On 10/20/06, Walter Underwood <[EMAIL PROTECTED]> wrote:
On 10/20/06 10:24 AM, "Mike Klaas" <[EMAIL PROTECTED]> wrote:
> Finally, it can be much faster to search a single field rather than
> multiple fields. One hacky way of achieving this is to make a field
> which receives a single copy of contents and eight copies of title.
> This is imperfect, as it messes up length normalization and
> summarizing.
Matching a token eight times is probably faster than fetching
a second field.
Definitely. Particularly if you are no using span queries, in which
case, the eight times is just a change in count.
For titles, the normalization probably should
be turned off anyway. Normalization is really there to compare
1000 word docs with 8000 word docs, not 3 word titles with 6 word
titles.
Ah, but normalization is extremely valuable to make the title weigh
more heavily than the 1000-word content field. I generally leave the
default normalization for title fields, and do a hack for content
fields where I set a minimum length (you generally don't prefer 5-word
docs to 1000-word docs)
Maybe I'll try one searchable field per weight and check that
for performance. Any rule of thumbs about how the performance
changes when different numbers of fields are searched?

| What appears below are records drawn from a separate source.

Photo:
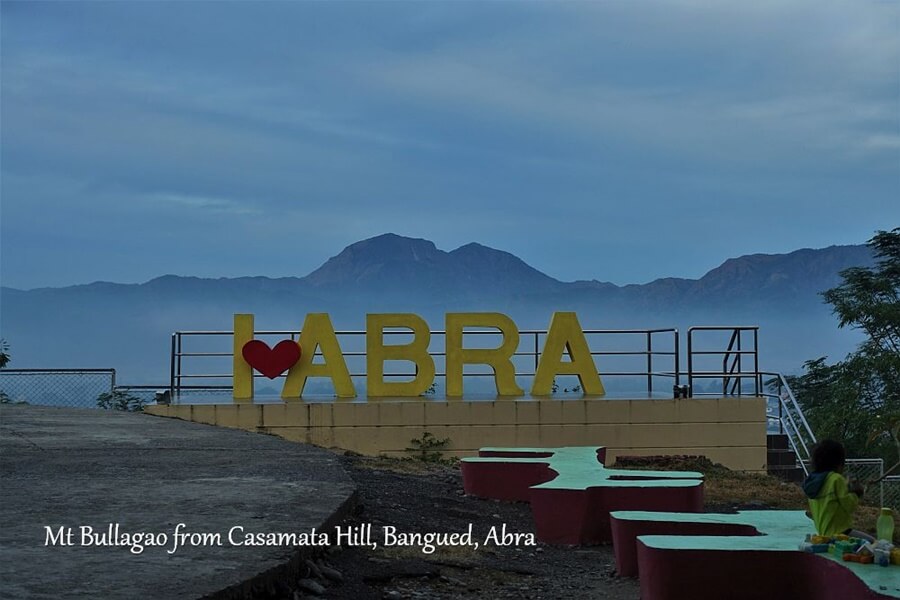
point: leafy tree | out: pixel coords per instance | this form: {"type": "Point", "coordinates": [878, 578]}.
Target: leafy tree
{"type": "Point", "coordinates": [858, 400]}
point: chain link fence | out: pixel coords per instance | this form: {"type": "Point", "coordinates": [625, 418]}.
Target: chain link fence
{"type": "Point", "coordinates": [56, 387]}
{"type": "Point", "coordinates": [890, 490]}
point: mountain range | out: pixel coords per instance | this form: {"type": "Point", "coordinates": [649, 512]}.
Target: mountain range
{"type": "Point", "coordinates": [128, 326]}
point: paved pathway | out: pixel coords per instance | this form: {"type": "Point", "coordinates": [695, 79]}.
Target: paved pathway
{"type": "Point", "coordinates": [75, 468]}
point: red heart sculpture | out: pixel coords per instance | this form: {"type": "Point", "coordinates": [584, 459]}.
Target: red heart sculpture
{"type": "Point", "coordinates": [271, 362]}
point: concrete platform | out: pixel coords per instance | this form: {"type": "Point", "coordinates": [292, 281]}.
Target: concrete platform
{"type": "Point", "coordinates": [69, 468]}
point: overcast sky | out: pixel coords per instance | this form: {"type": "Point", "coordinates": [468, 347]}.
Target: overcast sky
{"type": "Point", "coordinates": [619, 141]}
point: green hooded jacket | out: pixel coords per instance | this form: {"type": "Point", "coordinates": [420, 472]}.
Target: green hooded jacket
{"type": "Point", "coordinates": [830, 502]}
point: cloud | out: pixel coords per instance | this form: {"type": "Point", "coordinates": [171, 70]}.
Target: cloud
{"type": "Point", "coordinates": [548, 129]}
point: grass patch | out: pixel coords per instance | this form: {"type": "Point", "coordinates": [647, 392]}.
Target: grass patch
{"type": "Point", "coordinates": [724, 488]}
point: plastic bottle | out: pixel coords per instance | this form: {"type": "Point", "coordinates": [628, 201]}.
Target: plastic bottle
{"type": "Point", "coordinates": [885, 525]}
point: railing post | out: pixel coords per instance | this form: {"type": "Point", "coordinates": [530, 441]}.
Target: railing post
{"type": "Point", "coordinates": [690, 361]}
{"type": "Point", "coordinates": [756, 360]}
{"type": "Point", "coordinates": [172, 369]}
{"type": "Point", "coordinates": [178, 377]}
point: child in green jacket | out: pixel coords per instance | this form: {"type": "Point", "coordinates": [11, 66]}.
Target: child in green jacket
{"type": "Point", "coordinates": [832, 500]}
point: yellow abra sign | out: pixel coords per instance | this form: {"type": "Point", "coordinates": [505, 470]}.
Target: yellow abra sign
{"type": "Point", "coordinates": [564, 337]}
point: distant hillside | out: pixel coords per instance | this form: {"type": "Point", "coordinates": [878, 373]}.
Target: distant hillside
{"type": "Point", "coordinates": [129, 326]}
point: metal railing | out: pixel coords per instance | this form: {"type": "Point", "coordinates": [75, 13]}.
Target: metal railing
{"type": "Point", "coordinates": [788, 415]}
{"type": "Point", "coordinates": [890, 492]}
{"type": "Point", "coordinates": [56, 387]}
{"type": "Point", "coordinates": [732, 372]}
{"type": "Point", "coordinates": [527, 355]}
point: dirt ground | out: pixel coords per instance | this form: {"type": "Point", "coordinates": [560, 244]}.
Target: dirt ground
{"type": "Point", "coordinates": [416, 496]}
{"type": "Point", "coordinates": [421, 497]}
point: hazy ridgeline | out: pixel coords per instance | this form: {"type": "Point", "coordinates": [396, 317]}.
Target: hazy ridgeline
{"type": "Point", "coordinates": [129, 327]}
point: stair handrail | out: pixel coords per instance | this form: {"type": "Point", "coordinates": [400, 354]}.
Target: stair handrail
{"type": "Point", "coordinates": [794, 413]}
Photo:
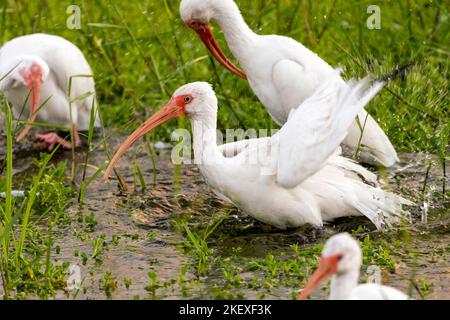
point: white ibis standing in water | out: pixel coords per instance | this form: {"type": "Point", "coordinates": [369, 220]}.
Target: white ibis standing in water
{"type": "Point", "coordinates": [341, 259]}
{"type": "Point", "coordinates": [38, 68]}
{"type": "Point", "coordinates": [281, 71]}
{"type": "Point", "coordinates": [298, 176]}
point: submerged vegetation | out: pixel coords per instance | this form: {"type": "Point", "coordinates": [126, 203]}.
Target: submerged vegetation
{"type": "Point", "coordinates": [168, 236]}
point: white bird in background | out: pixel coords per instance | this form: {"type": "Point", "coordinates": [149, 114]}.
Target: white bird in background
{"type": "Point", "coordinates": [281, 71]}
{"type": "Point", "coordinates": [342, 258]}
{"type": "Point", "coordinates": [298, 176]}
{"type": "Point", "coordinates": [38, 68]}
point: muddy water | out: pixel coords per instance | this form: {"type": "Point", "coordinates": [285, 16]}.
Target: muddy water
{"type": "Point", "coordinates": [142, 233]}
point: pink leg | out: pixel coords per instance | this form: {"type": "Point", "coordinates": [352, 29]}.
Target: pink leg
{"type": "Point", "coordinates": [50, 140]}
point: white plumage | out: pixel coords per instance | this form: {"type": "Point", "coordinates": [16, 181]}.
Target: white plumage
{"type": "Point", "coordinates": [281, 71]}
{"type": "Point", "coordinates": [294, 177]}
{"type": "Point", "coordinates": [60, 60]}
{"type": "Point", "coordinates": [341, 259]}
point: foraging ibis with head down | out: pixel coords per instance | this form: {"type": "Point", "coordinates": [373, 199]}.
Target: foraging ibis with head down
{"type": "Point", "coordinates": [298, 176]}
{"type": "Point", "coordinates": [38, 68]}
{"type": "Point", "coordinates": [281, 71]}
{"type": "Point", "coordinates": [341, 259]}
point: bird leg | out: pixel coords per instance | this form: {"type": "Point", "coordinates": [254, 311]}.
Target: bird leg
{"type": "Point", "coordinates": [52, 139]}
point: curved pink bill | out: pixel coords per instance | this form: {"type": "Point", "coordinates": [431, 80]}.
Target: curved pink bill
{"type": "Point", "coordinates": [169, 111]}
{"type": "Point", "coordinates": [33, 83]}
{"type": "Point", "coordinates": [327, 267]}
{"type": "Point", "coordinates": [207, 37]}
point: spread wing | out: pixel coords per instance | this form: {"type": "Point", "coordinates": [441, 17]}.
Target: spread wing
{"type": "Point", "coordinates": [316, 129]}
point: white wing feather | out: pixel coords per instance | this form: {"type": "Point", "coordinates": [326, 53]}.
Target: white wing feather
{"type": "Point", "coordinates": [316, 129]}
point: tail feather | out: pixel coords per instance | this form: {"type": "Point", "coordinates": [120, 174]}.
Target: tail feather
{"type": "Point", "coordinates": [383, 208]}
{"type": "Point", "coordinates": [375, 146]}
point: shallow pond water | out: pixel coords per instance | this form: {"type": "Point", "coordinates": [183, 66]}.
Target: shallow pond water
{"type": "Point", "coordinates": [143, 232]}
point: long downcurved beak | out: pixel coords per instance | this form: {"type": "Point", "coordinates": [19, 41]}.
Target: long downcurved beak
{"type": "Point", "coordinates": [204, 32]}
{"type": "Point", "coordinates": [327, 267]}
{"type": "Point", "coordinates": [35, 96]}
{"type": "Point", "coordinates": [169, 111]}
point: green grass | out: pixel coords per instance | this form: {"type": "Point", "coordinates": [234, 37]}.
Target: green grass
{"type": "Point", "coordinates": [141, 53]}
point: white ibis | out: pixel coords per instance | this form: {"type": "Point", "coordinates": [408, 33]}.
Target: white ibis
{"type": "Point", "coordinates": [341, 259]}
{"type": "Point", "coordinates": [298, 177]}
{"type": "Point", "coordinates": [281, 71]}
{"type": "Point", "coordinates": [38, 68]}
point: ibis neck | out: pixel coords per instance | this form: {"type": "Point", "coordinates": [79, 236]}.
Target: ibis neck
{"type": "Point", "coordinates": [205, 147]}
{"type": "Point", "coordinates": [237, 33]}
{"type": "Point", "coordinates": [343, 284]}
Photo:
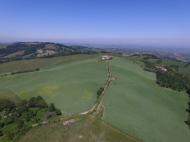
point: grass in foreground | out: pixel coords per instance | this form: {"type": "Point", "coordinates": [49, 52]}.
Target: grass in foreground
{"type": "Point", "coordinates": [9, 95]}
{"type": "Point", "coordinates": [71, 86]}
{"type": "Point", "coordinates": [41, 62]}
{"type": "Point", "coordinates": [86, 129]}
{"type": "Point", "coordinates": [136, 105]}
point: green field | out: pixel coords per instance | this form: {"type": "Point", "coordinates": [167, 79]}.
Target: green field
{"type": "Point", "coordinates": [72, 86]}
{"type": "Point", "coordinates": [165, 62]}
{"type": "Point", "coordinates": [3, 45]}
{"type": "Point", "coordinates": [9, 95]}
{"type": "Point", "coordinates": [86, 129]}
{"type": "Point", "coordinates": [41, 62]}
{"type": "Point", "coordinates": [137, 106]}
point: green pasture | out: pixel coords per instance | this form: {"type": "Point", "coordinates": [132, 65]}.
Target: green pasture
{"type": "Point", "coordinates": [85, 129]}
{"type": "Point", "coordinates": [136, 105]}
{"type": "Point", "coordinates": [41, 62]}
{"type": "Point", "coordinates": [71, 86]}
{"type": "Point", "coordinates": [9, 95]}
{"type": "Point", "coordinates": [3, 45]}
{"type": "Point", "coordinates": [49, 46]}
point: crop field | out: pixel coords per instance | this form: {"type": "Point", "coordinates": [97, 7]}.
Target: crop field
{"type": "Point", "coordinates": [3, 45]}
{"type": "Point", "coordinates": [15, 54]}
{"type": "Point", "coordinates": [41, 62]}
{"type": "Point", "coordinates": [9, 95]}
{"type": "Point", "coordinates": [136, 105]}
{"type": "Point", "coordinates": [86, 129]}
{"type": "Point", "coordinates": [71, 86]}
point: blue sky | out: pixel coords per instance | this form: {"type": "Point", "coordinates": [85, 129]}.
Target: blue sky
{"type": "Point", "coordinates": [143, 22]}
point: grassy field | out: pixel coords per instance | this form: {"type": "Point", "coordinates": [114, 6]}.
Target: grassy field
{"type": "Point", "coordinates": [72, 86]}
{"type": "Point", "coordinates": [3, 45]}
{"type": "Point", "coordinates": [165, 62]}
{"type": "Point", "coordinates": [136, 105]}
{"type": "Point", "coordinates": [49, 46]}
{"type": "Point", "coordinates": [86, 129]}
{"type": "Point", "coordinates": [9, 95]}
{"type": "Point", "coordinates": [14, 54]}
{"type": "Point", "coordinates": [41, 62]}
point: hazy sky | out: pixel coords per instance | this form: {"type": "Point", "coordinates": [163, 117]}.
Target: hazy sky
{"type": "Point", "coordinates": [146, 22]}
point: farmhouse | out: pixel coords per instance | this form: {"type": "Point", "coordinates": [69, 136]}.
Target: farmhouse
{"type": "Point", "coordinates": [161, 68]}
{"type": "Point", "coordinates": [105, 57]}
{"type": "Point", "coordinates": [68, 122]}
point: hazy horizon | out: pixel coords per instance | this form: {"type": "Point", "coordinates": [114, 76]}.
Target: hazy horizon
{"type": "Point", "coordinates": [146, 23]}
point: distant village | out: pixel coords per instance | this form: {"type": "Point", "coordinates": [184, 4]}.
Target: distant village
{"type": "Point", "coordinates": [106, 57]}
{"type": "Point", "coordinates": [41, 53]}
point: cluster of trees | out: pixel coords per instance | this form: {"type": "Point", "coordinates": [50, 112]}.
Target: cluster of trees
{"type": "Point", "coordinates": [25, 71]}
{"type": "Point", "coordinates": [23, 115]}
{"type": "Point", "coordinates": [99, 92]}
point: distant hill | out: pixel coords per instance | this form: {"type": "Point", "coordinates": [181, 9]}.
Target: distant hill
{"type": "Point", "coordinates": [40, 49]}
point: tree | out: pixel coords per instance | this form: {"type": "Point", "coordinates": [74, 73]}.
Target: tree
{"type": "Point", "coordinates": [58, 112]}
{"type": "Point", "coordinates": [1, 133]}
{"type": "Point", "coordinates": [51, 107]}
{"type": "Point", "coordinates": [188, 121]}
{"type": "Point", "coordinates": [49, 116]}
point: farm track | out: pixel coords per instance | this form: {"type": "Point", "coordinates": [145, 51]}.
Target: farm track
{"type": "Point", "coordinates": [101, 96]}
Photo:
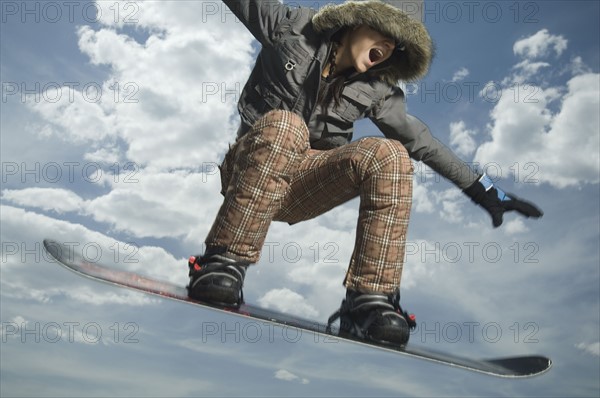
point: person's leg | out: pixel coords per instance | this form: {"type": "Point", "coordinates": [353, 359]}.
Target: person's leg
{"type": "Point", "coordinates": [256, 175]}
{"type": "Point", "coordinates": [378, 170]}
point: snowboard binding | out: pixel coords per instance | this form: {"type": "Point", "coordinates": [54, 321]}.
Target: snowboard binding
{"type": "Point", "coordinates": [217, 279]}
{"type": "Point", "coordinates": [375, 317]}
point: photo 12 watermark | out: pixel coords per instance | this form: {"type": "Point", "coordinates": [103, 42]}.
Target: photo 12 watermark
{"type": "Point", "coordinates": [52, 12]}
{"type": "Point", "coordinates": [89, 252]}
{"type": "Point", "coordinates": [69, 332]}
{"type": "Point", "coordinates": [70, 92]}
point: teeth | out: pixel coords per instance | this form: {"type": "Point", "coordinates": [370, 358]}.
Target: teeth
{"type": "Point", "coordinates": [376, 54]}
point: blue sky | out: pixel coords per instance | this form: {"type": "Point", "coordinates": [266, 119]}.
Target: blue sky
{"type": "Point", "coordinates": [111, 128]}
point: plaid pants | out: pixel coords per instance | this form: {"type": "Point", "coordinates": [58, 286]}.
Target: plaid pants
{"type": "Point", "coordinates": [271, 174]}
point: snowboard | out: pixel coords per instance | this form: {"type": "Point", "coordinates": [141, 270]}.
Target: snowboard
{"type": "Point", "coordinates": [510, 367]}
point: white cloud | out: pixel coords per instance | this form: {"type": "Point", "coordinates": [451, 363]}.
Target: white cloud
{"type": "Point", "coordinates": [562, 144]}
{"type": "Point", "coordinates": [593, 348]}
{"type": "Point", "coordinates": [461, 139]}
{"type": "Point", "coordinates": [57, 199]}
{"type": "Point", "coordinates": [460, 74]}
{"type": "Point", "coordinates": [285, 375]}
{"type": "Point", "coordinates": [171, 100]}
{"type": "Point", "coordinates": [540, 45]}
{"type": "Point", "coordinates": [451, 201]}
{"type": "Point", "coordinates": [515, 226]}
{"type": "Point", "coordinates": [288, 301]}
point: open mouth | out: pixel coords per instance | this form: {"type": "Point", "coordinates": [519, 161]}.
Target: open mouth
{"type": "Point", "coordinates": [375, 55]}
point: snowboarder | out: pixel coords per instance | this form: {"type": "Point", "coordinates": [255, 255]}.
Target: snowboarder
{"type": "Point", "coordinates": [294, 159]}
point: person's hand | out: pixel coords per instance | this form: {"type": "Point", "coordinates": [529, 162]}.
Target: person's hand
{"type": "Point", "coordinates": [496, 202]}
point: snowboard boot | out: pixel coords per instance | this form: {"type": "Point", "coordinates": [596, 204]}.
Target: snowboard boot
{"type": "Point", "coordinates": [217, 278]}
{"type": "Point", "coordinates": [374, 316]}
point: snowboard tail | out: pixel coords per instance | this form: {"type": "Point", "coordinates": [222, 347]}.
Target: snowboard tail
{"type": "Point", "coordinates": [521, 366]}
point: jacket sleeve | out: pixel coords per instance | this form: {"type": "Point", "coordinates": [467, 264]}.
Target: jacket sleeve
{"type": "Point", "coordinates": [261, 17]}
{"type": "Point", "coordinates": [391, 118]}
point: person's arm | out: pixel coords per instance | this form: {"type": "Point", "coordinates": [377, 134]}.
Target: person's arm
{"type": "Point", "coordinates": [394, 122]}
{"type": "Point", "coordinates": [260, 17]}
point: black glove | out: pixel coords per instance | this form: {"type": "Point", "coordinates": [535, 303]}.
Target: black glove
{"type": "Point", "coordinates": [496, 202]}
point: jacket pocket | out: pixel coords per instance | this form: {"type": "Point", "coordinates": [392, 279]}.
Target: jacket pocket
{"type": "Point", "coordinates": [259, 101]}
{"type": "Point", "coordinates": [354, 104]}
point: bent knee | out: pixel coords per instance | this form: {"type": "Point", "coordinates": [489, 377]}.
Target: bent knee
{"type": "Point", "coordinates": [387, 154]}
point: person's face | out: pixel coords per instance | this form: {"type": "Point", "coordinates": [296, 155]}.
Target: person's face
{"type": "Point", "coordinates": [368, 48]}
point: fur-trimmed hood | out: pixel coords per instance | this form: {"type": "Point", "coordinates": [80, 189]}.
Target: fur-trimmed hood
{"type": "Point", "coordinates": [410, 63]}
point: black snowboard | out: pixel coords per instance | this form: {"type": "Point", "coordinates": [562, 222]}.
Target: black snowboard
{"type": "Point", "coordinates": [522, 366]}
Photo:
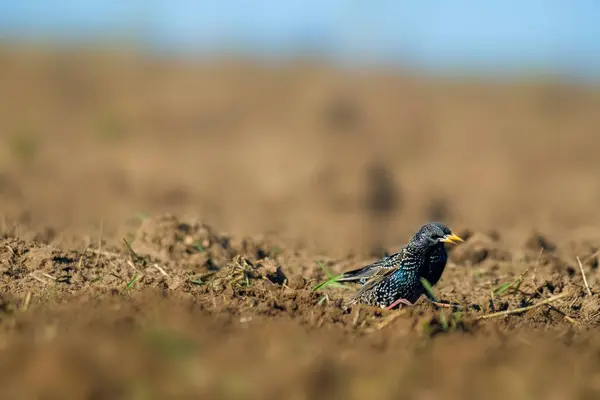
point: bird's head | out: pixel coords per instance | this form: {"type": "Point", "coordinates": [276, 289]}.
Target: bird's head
{"type": "Point", "coordinates": [434, 234]}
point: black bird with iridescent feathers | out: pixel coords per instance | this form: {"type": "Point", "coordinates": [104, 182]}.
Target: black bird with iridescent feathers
{"type": "Point", "coordinates": [396, 278]}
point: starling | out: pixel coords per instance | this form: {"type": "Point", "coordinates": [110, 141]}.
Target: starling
{"type": "Point", "coordinates": [396, 278]}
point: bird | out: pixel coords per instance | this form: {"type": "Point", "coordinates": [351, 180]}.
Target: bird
{"type": "Point", "coordinates": [396, 279]}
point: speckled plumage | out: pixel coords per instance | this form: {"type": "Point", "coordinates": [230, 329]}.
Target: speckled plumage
{"type": "Point", "coordinates": [397, 277]}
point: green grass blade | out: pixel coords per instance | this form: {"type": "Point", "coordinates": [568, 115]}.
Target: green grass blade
{"type": "Point", "coordinates": [131, 282]}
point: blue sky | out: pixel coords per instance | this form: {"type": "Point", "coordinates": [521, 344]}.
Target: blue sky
{"type": "Point", "coordinates": [436, 34]}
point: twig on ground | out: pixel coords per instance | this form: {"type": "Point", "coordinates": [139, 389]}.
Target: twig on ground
{"type": "Point", "coordinates": [587, 287]}
{"type": "Point", "coordinates": [522, 309]}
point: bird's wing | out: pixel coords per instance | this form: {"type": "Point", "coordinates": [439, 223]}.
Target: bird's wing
{"type": "Point", "coordinates": [371, 270]}
{"type": "Point", "coordinates": [377, 278]}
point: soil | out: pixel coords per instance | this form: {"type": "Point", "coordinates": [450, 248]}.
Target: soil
{"type": "Point", "coordinates": [164, 224]}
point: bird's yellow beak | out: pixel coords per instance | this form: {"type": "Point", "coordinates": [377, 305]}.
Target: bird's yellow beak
{"type": "Point", "coordinates": [452, 238]}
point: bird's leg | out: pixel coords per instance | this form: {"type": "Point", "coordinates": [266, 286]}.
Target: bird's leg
{"type": "Point", "coordinates": [403, 301]}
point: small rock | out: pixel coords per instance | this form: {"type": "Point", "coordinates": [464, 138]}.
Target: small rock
{"type": "Point", "coordinates": [536, 242]}
{"type": "Point", "coordinates": [297, 282]}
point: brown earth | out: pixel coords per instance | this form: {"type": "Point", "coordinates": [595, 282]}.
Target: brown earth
{"type": "Point", "coordinates": [234, 183]}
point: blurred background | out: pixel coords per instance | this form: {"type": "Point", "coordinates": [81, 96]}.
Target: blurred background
{"type": "Point", "coordinates": [342, 125]}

With OR queries I'd expect it to be linear for similarly-sized fields.
Smaller fields will be much faster than longer ones, of course
(searching title+contents should be much less than double the cost of
search just contents).
Thanks for all the help. I'm trying to avoid premature optimization,
but I'm starting with a load of 1-2 million queries/day, so I need
to be ready to make it perform.
With that kind of query load, your optimization work should be largely
focused on caching, imo. Also consider that solr should be able to
scale up in terms of query rate well by adding another server, using
the built-in replication, and throwing a load-balancer in front of it.
-Mike